Stadt Stuttgart vor Risiken aus CBL-Vertrag über das Abwassernetz bewahren

Antrag vom 16.01.2015 Nr. 7/2015

Im Jahr 2005 hat die amerikanische Finanzverwaltung festgelegt, dass die bisherigen Leasingtransaktionen („Cross-Border-Leasing-Verträge“, CBL) grundsätzlich als missbräuchliche Steuerumgehungen anzusehen sind. Die von den Finanzinvestoren angestrebten Steuervorteile waren somit nicht mehr zu erreichen. Im Jahr 2008 unterbreiteten die amerikanischen Finanzbehörden ein Vergleichsangebot: Ein Finanzinvestor konnte Straffreiheit erlangen, wenn er 80 Prozent seiner bis dahin erzielten Steuerverkürzung an den Staat zurückbezahlte und seine Aktivitäten in diesem Bereich offen legte.
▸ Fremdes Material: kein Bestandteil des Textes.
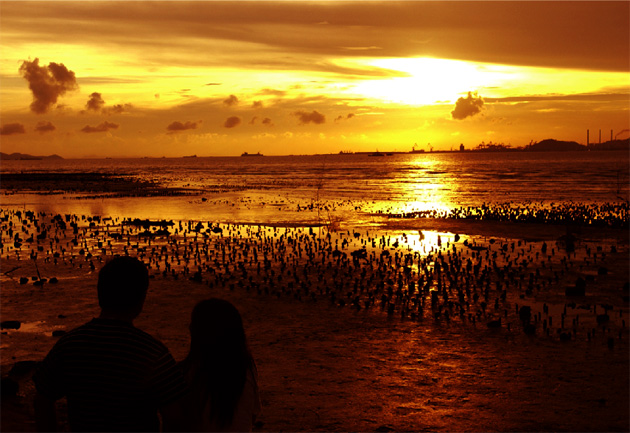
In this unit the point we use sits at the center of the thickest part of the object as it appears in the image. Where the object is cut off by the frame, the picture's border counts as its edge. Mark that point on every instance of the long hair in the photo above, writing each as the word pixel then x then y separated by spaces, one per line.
pixel 218 359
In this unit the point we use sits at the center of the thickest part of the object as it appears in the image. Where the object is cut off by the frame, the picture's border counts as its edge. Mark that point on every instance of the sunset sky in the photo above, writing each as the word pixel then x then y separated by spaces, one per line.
pixel 98 79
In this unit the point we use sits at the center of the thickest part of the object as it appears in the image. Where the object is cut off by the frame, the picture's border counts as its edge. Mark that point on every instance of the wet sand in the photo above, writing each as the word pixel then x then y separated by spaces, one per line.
pixel 403 335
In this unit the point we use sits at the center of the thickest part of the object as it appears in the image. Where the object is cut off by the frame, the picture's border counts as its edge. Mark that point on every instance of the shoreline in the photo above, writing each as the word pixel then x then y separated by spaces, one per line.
pixel 391 333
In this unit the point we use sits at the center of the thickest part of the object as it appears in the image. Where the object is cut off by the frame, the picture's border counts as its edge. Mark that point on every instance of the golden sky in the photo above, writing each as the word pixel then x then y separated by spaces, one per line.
pixel 96 79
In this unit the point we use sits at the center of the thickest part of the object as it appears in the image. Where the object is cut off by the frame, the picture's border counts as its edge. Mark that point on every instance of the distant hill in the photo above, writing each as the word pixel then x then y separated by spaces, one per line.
pixel 25 157
pixel 551 145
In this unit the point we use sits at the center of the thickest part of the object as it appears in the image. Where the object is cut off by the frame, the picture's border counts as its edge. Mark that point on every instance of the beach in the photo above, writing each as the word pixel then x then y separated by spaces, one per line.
pixel 403 325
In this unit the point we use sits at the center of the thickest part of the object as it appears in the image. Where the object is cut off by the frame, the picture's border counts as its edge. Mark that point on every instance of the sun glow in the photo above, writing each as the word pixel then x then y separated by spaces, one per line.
pixel 441 81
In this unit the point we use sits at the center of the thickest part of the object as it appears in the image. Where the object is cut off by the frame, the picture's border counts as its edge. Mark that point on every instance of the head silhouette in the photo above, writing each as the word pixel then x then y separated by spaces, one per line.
pixel 219 357
pixel 216 325
pixel 122 286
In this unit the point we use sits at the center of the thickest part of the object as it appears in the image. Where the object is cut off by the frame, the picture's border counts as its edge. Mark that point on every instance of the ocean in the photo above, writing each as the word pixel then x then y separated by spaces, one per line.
pixel 344 186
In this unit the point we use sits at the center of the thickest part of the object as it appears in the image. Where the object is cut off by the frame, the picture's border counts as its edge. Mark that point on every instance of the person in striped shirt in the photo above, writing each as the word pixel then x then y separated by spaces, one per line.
pixel 115 376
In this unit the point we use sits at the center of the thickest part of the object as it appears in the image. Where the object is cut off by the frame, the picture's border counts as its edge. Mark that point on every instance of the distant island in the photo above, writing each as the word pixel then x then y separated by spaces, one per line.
pixel 26 157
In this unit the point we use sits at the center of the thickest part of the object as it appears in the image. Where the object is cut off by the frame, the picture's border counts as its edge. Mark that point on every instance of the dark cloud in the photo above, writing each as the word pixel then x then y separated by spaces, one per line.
pixel 340 118
pixel 47 83
pixel 312 117
pixel 552 34
pixel 117 109
pixel 101 127
pixel 231 100
pixel 274 92
pixel 95 103
pixel 232 121
pixel 466 107
pixel 179 126
pixel 43 127
pixel 12 128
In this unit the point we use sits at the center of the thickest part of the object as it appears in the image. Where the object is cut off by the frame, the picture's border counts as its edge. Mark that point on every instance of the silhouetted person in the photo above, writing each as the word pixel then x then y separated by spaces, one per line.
pixel 220 371
pixel 115 376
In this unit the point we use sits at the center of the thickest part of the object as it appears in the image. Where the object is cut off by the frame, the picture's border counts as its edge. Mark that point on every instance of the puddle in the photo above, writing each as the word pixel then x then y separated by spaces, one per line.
pixel 39 327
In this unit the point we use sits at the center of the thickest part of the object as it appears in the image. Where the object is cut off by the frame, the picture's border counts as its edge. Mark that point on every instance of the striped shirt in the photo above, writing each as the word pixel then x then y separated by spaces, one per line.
pixel 115 377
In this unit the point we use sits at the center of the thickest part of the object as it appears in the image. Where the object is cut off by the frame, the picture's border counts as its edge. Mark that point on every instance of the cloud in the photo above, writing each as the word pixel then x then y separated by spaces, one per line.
pixel 314 117
pixel 101 127
pixel 231 100
pixel 466 107
pixel 47 83
pixel 179 126
pixel 43 127
pixel 12 128
pixel 231 122
pixel 273 92
pixel 340 118
pixel 95 103
pixel 117 109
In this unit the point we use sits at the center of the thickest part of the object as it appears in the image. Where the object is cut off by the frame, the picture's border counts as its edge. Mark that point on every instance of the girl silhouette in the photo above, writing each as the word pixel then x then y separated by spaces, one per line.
pixel 220 371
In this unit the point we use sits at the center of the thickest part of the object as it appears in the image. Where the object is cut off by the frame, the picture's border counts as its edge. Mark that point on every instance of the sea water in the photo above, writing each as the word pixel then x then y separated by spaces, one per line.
pixel 255 189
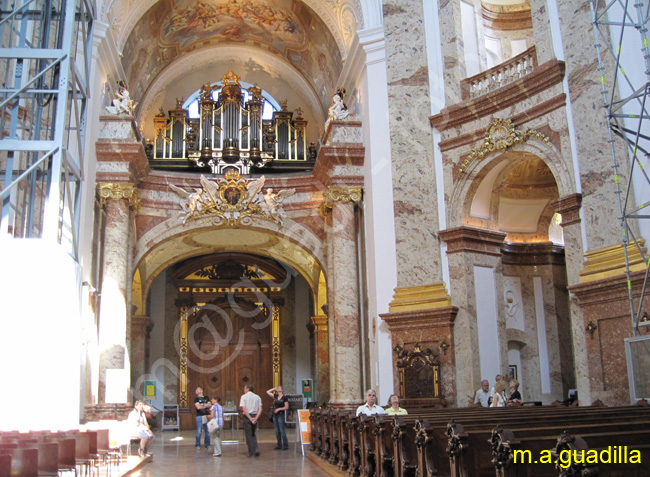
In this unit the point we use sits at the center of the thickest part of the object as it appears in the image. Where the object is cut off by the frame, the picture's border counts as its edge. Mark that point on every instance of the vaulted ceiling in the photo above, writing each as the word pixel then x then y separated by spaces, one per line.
pixel 292 49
Zudem wurde er aufgefordert, alle CBL-Verträge zu beenden.
Ein Großteil der Kreditinstitute und Versicherungen beugte sich dem Druck und akzeptierte den Vergleich. Nicht die John Hancock Life Insurance (JH), Vertragspartner der Stadt Stuttgart. JH strengte einen Prozess gegen die US-Steueraufsicht an, den er verlor. Im Urteil wurde erneut bestätigt, dass CBL-Geschäfte unsaubere Scheingeschäfte sind, für die auch keine Steuervorteile für getätigte Investitionen zu gewähren seien.
Es kann seither nicht ausgeschlossen werden, dass der amerikanische Finanzinvestor durch die weg gebrochenen Steuervorteile und seine gebundenen Eigenmittel ein Interesse daran hat, den Vertrag rückgängig zu machen, möglicherweise durch Vertragsverletzungsverfahren, aus denen ihm ggf. noch Schadensersatz zuwachsen könnte. Änderungen am Abwassernetz könnten willkommene Anlässe hierfür bieten. Die Stadt ist gut beraten, Vertragsverstöße sorgfältigst zu vermeiden und mögliche Änderungen im Vorfeld mit ihrem Vertragspartner abzustimmen.
Da der CBL-Vertrag der Geheimhaltung unterliegt, ist nicht abzuschätzen, ob und in welcher Höhe sich aus Veränderungen am Abwassernetz, wie z.B. der geplanten Verlegung des Nesenbachdükers oder weiterer Druckleitungen im Rahmen von Stuttgart 21, Vertragsverletzungen ableiten lassen. Da Schadensersatzforderungen in mehrstelliger Millionenhöhe drohen – in einem CBL-Vertrag in Essen war Schadensersatz mit bis zu 30 Prozent des Transaktionsvolumens vereinbart – halten wir es für erforderlich, alle Risiken für die Stadt Stuttgart so weit wie möglich auszuschließen.

Wir beantragen:

  • Die Verwaltung gibt Auskunft darüber, in welchem Umfang Veränderungen am Abwassernetz, wie z.B. die Verlegung des Nesenbachdükers, eine Verletzung des CBL-Vertrags mit JH darstellen könnte.
  • Sie gibt Auskunft darüber, ob solche Veränderungen mit dem amerikanischen Vertragspartner abgestimmt werden müssen.
  • Eine rechtlich fundierte Einschätzung wird zudem darüber abgegeben, ob die baulichen Veränderungen dazu führen können, dass die sehr CBL-kritischen amerikanischen Steuerbehörden das verleaste Objekt als „limited use property“ einstufen und ob daraus JH ein Schadensersatzanspruch gegen die Stadt zuwachsen könnte.
  • Die Verwaltung stellt dar, welche und in welcher Höhe Schadensersatzansprüche vertraglich abgedeckt sind.
  • Die Bahn AG wird aufgefordert, die Landeshauptstadt Stuttgart frei zu stellen von den Risiken, die der Stadt entstehen könnten, falls die Bahn AG mit ihren Baumaßnahmen gegen geltendes Recht bzw. gegen gültige – auch internationale – Verträge verstößt.
  • Ebenso wird das Eisenbahn-Bundesamt (EBA) aufgefordert, die Landeshauptstadt Stuttgart frei zu stellen von den Risiken, die der Stadt entstehen könnten, für den Fall, dass die vom EBA erteilten Genehmigungen gegen geltendes Recht bzw. gegen gültige – auch internationale – Verträge verstoßen.
  • Die Verwaltung stellt dar, auf welche Weise und zu welchen Kosten der CBL-Vertrag mit JH beendet werden könnte.